Structure of Nucleic Acids

Nucleic acids are constructed from nucleotides, each consisting of:

  • A five-carbon sugar (ribose in RNA, deoxyribose in DNA).

  • A nitrogenous base (either pyrimidines or purines).

  • One or more phosphate groups.

  • The presence of ribose enhances RNA reactivity compared to DNA.

Nomenclature of Nucleotides and Nucleosides

Understanding nomenclature is critical:

  • Nucleoside: Comprises a five-carbon sugar bound to a nitrogenous base.

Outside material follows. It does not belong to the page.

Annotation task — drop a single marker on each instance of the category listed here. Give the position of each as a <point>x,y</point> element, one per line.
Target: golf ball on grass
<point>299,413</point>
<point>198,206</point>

  • Nucleotide: Includes the nucleoside plus one or more phosphate groups.

Phosphodiester Bonds

Nucleotides are polymerized through condensation reactions that form phosphodiester bonds, which also create directionality within nucleic acids (5’ to 3’).

Structure of DNA

Typically exists as a double helix, with:

  • A sugar-phosphate backbone outlining the structure.

  • Complementary base pairing (G-C and A-T) stabilized by hydrogen bonds.

    • Three hydrogen bonds between C and G, two between A and T, contribute to the integrity of the DNA structure.

Structure of RNA

RNA typically exists as a single strand but can form complex structures (hairpin loops) due to intra-strand complementary base pairing. RNA's structure allows flexibility in function compared to the more stable double helix configuration of DNA.